Methods and Results: First, a systematic literature review was performed revealing the presence of the PD-GP in dogs, swine and humans. To investigate whether the mouse may be useful as an animal model, a retrospective analysis of whole-mount immunohistological stained murine hearts was conducted (n=43) indicating the presence of ventricular ganglionated plexus in only 10% of hearts. Therefore, functional studies were performed in an ex-vivo retrograde-perfused porcine model (n=3) at baseline (pacing with a cycle length of 600 ms), during PD-GP high-frequency and local nicotine stimulation (Figure A+B). Wave propagation characteristics were determined by epicardial activation mapping demonstrating increased dispersion of conduction velocity during high-frequency (8.52±2.24 radian vs. 2.79±0.89 radian; P=0.018) and nicotine stimulation (19.79±6.49 radian vs. 2.79±0.89 radian; P=0.044) compared to paced rhythm (Figure C). Activation recovery intervals (ARIs) were analyzed with a multi-electrode sock placed around the epicardium displaying that high-frequency stimulation prolonged ARIs in the posterior (257.8±6.7 ms vs. 244.8±1.9 ms; P=0.044) and basal (258.1±4.2 ms vs. 244.8±1.9 ms; p=0.039) right ventricle compared to the posterior left ventricle, while nicotine did not affect ARIs (right ventricle: 255.7±29.0 ms vs. left ventricle: 245.0±29.3 ms; P=0.677) (Figure D). Morphological analysis of explanted human hearts confirmed the presence of the PD-GP in close relationship to the posterior descending coronary artery within epicardial adipose tissue (Figure E+F).

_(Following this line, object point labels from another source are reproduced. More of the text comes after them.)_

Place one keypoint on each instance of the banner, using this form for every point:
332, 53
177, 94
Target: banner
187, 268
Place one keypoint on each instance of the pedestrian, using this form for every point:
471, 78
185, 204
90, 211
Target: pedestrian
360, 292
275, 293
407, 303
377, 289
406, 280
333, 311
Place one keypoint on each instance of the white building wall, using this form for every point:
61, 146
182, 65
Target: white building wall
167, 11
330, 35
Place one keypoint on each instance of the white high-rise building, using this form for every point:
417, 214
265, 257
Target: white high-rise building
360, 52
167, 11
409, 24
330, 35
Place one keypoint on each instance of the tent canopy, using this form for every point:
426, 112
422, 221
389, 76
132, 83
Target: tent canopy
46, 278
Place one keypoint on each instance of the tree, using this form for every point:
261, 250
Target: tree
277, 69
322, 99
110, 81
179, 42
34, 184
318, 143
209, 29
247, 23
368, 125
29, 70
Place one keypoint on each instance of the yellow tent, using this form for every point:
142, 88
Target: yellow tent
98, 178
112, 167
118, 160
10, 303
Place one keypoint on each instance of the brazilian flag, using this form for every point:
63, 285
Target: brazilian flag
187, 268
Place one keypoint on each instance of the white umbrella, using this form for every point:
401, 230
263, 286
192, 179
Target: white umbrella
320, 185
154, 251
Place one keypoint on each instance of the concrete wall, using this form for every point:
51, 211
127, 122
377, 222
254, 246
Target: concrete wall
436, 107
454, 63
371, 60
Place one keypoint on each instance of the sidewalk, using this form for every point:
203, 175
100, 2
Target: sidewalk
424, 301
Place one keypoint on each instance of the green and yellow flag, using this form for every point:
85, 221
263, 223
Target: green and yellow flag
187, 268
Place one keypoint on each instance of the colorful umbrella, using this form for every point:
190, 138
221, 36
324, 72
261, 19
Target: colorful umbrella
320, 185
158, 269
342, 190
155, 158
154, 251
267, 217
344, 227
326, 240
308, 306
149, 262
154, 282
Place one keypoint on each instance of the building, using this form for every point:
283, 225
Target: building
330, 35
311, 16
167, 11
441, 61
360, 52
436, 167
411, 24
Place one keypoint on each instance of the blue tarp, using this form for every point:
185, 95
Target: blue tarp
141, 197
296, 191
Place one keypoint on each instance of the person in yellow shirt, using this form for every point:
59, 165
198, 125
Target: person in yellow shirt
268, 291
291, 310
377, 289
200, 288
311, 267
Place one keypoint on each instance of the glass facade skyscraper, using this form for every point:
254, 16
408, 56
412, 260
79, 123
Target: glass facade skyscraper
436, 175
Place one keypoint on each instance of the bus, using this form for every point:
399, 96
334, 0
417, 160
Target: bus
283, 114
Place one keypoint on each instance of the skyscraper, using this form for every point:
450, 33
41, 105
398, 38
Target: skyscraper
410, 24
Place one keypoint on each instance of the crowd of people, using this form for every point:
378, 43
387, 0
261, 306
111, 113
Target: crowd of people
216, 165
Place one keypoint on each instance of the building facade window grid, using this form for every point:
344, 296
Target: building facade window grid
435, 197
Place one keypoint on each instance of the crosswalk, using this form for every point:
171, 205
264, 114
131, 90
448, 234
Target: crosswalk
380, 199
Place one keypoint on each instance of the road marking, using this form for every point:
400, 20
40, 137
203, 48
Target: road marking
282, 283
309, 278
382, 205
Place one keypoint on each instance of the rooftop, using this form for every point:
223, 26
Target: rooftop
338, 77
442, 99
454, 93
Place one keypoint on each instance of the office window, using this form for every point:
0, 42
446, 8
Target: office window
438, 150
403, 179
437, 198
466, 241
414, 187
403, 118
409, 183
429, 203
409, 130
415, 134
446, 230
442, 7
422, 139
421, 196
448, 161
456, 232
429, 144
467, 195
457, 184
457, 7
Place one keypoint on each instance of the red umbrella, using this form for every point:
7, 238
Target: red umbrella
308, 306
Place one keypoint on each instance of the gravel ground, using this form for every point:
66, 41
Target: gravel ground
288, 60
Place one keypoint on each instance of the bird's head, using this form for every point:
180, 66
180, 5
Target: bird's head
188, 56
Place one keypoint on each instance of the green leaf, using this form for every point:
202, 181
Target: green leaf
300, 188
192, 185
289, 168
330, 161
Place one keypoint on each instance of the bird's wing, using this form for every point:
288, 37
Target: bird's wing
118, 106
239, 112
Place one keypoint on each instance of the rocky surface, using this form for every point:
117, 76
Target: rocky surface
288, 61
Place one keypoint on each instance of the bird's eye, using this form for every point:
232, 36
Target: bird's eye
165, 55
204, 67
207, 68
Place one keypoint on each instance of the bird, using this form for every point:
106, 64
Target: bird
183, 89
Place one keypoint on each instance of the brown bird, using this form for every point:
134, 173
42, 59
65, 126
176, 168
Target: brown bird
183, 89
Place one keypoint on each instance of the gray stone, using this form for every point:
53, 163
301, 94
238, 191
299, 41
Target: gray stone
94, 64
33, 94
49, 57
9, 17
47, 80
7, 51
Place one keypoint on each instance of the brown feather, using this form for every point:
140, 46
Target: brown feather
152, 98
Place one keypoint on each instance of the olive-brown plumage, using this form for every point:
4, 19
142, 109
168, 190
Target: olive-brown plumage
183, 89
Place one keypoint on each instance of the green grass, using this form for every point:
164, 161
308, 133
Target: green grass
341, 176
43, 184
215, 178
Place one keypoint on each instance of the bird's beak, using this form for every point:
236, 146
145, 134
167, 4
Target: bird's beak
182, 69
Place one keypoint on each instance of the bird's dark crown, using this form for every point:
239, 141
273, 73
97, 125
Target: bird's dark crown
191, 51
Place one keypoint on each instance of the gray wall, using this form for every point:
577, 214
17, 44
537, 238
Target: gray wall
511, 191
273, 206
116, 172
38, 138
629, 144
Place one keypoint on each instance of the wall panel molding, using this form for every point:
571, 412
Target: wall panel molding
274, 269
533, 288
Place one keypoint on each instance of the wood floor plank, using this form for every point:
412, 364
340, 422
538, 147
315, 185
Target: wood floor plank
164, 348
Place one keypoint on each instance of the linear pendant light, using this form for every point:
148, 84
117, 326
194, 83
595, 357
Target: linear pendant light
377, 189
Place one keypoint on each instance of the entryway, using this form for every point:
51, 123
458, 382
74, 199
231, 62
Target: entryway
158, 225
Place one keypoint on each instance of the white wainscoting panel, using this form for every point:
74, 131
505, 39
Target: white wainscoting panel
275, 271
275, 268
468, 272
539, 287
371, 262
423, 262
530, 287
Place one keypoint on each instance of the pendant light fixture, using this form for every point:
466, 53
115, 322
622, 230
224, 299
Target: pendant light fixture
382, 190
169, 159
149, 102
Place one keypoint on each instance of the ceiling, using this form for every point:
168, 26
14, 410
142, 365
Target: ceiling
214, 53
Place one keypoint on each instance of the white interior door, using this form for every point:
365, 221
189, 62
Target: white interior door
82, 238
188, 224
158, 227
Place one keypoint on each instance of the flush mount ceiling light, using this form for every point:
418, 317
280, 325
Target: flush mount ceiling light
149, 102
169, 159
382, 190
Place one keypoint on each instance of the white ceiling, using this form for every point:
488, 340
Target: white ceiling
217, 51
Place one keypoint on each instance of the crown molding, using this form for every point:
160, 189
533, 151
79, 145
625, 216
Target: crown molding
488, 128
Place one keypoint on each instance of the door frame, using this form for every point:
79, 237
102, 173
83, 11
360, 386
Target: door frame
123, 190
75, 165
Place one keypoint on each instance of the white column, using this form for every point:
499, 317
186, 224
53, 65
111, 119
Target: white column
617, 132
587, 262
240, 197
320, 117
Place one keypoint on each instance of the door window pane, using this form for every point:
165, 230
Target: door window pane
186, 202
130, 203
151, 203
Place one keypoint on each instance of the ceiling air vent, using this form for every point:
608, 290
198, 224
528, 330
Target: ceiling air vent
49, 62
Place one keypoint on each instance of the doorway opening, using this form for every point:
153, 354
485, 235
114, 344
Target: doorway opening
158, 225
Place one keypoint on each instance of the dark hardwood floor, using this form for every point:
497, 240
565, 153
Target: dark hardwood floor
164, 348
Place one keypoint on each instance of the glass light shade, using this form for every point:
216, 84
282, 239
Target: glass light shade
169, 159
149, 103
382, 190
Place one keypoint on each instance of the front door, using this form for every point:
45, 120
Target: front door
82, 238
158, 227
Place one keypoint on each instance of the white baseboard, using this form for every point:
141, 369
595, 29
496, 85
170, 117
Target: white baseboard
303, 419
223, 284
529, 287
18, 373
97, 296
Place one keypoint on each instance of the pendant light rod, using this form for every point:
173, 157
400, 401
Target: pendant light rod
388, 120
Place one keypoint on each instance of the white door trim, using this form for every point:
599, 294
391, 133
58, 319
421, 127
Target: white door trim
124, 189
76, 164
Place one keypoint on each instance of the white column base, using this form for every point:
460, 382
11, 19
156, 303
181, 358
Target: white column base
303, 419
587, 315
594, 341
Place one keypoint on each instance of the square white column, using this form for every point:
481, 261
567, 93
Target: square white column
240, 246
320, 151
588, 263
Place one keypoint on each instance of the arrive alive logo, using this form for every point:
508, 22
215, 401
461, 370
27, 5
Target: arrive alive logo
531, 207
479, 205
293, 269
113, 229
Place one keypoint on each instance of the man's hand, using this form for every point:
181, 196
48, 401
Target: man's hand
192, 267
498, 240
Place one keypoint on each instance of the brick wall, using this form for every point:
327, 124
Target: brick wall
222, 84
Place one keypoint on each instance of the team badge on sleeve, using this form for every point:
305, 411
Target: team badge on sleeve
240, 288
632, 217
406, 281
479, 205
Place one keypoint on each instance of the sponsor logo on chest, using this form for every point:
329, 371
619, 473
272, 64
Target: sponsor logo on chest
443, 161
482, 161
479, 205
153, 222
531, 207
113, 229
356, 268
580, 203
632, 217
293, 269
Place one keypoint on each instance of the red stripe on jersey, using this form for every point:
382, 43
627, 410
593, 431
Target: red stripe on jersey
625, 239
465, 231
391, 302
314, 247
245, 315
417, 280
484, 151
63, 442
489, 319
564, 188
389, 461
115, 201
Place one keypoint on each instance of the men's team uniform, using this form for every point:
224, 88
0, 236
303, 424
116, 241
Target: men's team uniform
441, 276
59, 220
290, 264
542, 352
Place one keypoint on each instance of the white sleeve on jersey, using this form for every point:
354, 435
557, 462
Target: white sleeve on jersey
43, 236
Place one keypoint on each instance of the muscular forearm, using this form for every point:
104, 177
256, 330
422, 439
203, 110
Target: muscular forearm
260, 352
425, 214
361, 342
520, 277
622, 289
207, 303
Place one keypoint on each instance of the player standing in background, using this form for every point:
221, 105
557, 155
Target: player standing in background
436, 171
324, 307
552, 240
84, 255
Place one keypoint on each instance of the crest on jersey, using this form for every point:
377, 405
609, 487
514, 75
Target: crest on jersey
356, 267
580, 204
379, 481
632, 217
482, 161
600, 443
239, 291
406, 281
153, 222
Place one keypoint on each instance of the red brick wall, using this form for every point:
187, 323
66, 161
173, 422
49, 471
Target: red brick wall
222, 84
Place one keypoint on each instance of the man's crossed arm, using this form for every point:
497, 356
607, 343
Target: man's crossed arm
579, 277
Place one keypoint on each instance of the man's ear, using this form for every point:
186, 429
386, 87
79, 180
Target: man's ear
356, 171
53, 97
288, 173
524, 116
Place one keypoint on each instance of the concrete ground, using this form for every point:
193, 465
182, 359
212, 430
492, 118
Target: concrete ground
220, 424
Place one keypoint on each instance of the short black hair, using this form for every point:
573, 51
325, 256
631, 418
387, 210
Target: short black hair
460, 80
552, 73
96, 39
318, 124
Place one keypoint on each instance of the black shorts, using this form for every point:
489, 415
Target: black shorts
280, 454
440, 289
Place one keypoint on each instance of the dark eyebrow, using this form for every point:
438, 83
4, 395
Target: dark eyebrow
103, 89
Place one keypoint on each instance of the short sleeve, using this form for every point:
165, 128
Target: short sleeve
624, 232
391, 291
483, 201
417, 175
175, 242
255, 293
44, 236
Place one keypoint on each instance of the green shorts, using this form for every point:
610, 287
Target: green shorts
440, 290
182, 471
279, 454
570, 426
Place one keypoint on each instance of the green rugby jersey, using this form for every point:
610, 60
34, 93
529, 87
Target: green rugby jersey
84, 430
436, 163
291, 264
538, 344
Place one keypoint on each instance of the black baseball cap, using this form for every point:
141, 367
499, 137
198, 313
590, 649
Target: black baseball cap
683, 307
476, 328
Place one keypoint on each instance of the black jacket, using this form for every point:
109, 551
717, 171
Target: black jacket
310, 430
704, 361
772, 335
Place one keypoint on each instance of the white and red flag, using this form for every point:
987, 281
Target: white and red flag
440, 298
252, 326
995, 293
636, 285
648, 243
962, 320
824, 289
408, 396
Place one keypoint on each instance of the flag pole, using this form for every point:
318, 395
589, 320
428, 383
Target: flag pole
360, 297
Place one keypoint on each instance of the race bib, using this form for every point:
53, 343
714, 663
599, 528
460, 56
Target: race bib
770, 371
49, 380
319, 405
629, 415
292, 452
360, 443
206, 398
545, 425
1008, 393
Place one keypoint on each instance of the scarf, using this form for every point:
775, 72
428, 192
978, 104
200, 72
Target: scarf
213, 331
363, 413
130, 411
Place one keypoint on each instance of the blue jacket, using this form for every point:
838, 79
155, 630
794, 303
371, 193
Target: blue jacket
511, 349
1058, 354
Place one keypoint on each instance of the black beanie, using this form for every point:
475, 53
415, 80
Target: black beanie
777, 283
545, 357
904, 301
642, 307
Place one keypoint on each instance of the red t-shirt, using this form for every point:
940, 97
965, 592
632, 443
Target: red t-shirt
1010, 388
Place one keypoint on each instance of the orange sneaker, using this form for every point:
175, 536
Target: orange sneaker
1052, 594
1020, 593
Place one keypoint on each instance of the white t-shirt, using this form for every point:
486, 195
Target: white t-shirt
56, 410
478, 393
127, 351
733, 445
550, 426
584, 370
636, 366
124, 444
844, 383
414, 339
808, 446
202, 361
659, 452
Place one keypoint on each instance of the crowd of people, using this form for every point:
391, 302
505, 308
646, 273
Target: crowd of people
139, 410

Conclusions: Our findings suggest a species-dependent functional relevance of the PD-GP, with its modification in centrally denervated swine hearts resulting in global and regional changes in ventricular electrophysiological control. Clinical translation might be challenged by adjacent anatomical structures underlining the need for additional morphological and functional evaluation.

Visualization of the ex-vivo porcine model for PD-GP analysis with A, the study protocol, B, the ex-vivo set-up, C, representative color-coded isochronal MEA reconstructions and D, regional ARIs. E+F, Macrograph of the dorsal view of a human heart displaying the area of the PD-GP (marked), which disappears within the Sulcus interventricularis posterior. Determination of the PD-GP localization associated with the PDA is aggravated by distinct adjacent epicardial adipose tissue. 

ARI, activation recovery interval; CS, coronary sinus; HFS, high-frequency stimulation; LA, left atrium; LAA, left atrial appendage; LV, left ventricle; MEA, multi-electrode activation mapping; PDA, posterior descending coronary artery; PD-GP, posterior descending ganglionated plexus; RA, right atrium; RAA, right atrial appendage; RV, right ventricle.